Cette moyenne continentale préoccupante masque toutefois des performances et des trajectoires très diverses entre les 54 pays africains et entre les 16 sous-catégories de l’Indice. De fait, au sein même des dix pays en tête du classement, les trajectoires sont fortement divergentes. Seul le Maroc réussit à accélérer la progression de la gouvernance publique au cours de la décennie, tandis que Maurice, le Botswana et la Tunisie suivent une pente préoccupante de détérioration qui s’accentue. L’IIAG 2024 met également en évidence des divergences importantes au niveau des sous-catégories.

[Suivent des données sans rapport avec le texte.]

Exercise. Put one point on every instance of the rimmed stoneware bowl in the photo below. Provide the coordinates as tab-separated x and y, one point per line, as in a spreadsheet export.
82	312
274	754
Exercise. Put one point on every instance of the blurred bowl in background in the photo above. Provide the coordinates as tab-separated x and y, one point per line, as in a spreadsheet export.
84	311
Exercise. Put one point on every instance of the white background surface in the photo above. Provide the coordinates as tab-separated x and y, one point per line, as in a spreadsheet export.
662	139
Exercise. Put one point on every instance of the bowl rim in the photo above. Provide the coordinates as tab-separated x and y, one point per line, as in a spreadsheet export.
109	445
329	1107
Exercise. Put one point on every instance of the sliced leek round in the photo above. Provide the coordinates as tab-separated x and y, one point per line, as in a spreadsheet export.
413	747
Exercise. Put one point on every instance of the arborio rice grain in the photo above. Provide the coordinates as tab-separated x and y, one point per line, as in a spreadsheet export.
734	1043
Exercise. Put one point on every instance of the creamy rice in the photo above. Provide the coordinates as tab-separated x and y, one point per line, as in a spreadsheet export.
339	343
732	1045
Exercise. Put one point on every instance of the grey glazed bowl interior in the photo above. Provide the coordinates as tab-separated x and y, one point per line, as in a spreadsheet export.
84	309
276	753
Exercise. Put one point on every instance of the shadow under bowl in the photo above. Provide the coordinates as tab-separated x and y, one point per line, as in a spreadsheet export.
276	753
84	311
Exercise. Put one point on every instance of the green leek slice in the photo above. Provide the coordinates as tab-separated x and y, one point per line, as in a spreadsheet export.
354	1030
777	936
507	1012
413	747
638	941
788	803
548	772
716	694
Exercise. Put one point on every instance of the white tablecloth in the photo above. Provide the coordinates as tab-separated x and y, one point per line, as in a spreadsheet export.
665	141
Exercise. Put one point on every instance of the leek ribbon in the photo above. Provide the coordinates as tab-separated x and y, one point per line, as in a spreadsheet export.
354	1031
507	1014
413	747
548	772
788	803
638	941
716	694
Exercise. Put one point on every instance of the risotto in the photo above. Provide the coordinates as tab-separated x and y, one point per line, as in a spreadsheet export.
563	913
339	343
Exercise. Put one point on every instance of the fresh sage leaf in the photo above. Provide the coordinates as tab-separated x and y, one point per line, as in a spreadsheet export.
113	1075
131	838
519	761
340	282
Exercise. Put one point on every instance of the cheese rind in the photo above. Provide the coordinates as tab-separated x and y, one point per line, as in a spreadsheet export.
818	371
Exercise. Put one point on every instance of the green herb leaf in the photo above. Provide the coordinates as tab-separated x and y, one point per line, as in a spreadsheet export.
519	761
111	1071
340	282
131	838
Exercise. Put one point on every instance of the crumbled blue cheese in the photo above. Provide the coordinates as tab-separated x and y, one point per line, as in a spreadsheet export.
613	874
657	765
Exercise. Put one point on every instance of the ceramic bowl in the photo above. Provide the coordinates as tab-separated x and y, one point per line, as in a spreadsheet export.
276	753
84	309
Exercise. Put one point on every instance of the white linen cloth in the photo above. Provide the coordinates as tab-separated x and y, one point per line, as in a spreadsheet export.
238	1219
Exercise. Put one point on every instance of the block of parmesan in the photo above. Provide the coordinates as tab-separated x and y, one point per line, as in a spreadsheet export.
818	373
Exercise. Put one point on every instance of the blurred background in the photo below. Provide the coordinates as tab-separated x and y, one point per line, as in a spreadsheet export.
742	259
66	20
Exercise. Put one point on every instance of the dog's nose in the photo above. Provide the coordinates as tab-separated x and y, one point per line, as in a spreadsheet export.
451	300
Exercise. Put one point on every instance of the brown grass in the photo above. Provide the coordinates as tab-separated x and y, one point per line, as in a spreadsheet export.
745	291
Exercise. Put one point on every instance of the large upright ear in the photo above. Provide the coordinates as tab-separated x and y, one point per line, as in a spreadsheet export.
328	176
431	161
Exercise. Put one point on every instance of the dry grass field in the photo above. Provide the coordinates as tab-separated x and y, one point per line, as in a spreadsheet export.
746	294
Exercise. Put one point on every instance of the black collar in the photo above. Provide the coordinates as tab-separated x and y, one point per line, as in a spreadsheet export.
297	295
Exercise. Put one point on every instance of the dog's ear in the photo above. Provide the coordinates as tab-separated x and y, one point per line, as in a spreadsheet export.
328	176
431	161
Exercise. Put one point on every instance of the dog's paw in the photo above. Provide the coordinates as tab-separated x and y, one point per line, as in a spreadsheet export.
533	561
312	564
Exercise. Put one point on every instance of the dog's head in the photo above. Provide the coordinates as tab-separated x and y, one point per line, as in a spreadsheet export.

Les progrès restent substantiels dans la majorité des sous-catégories liées au développement économique et humain. La sous-catégorie Infrastructures est celle dans laquelle les améliorations au cours de la décennie sont les plus marquées, grâce à des progrès notables en matière de communications mobiles, d’accès numérique et d’accès à l’énergie. Même progression remarquable dans la sous-catégorie Parité. Dans ces deux domaines, près de 95 % de la population du continent vit dans un pays où le niveau atteint en 2023 est nettement meilleur qu’en 2014. Mais la totalité des sous-catégories liées à la sécurité et à la démocratie se sont dégradées au cours de la décennie, les plus mauvais résultats étant enregistrés pour les sous-catégories Sécurité et sûreté et Participation. Plus de 77 % de la population du continent vit dans un pays où le niveau atteint en 2023 dans ces deux domaines est pire qu’en 2014.
Par ailleurs, et de façon préoccupante, malgré les progrès observés dans plusieurs domaines essentiels, les perceptions des citoyens témoignent d’une insatisfaction croissante. À l’exception des Perceptions concernant le leadership féminin, tous les indicateurs de perception sont dégradés, à des degrés divers, même lorsque les indicateurs correspondants affichent un progrès. Certes, cette situation reflète aussi la crise mondiale. L’escalade des conflits et la méfiance croissante à l’égard d des institutions et des valeurs démocratiques ne sont pas le seul apanage de l’Afrique. Ils s’observent partout dans le monde. Mais cette situation est particulièrement préoccupante en Afrique, car elle remet en jeu les progrès accomplis en matière de développement économique et social et ceux qui restent à réaliser.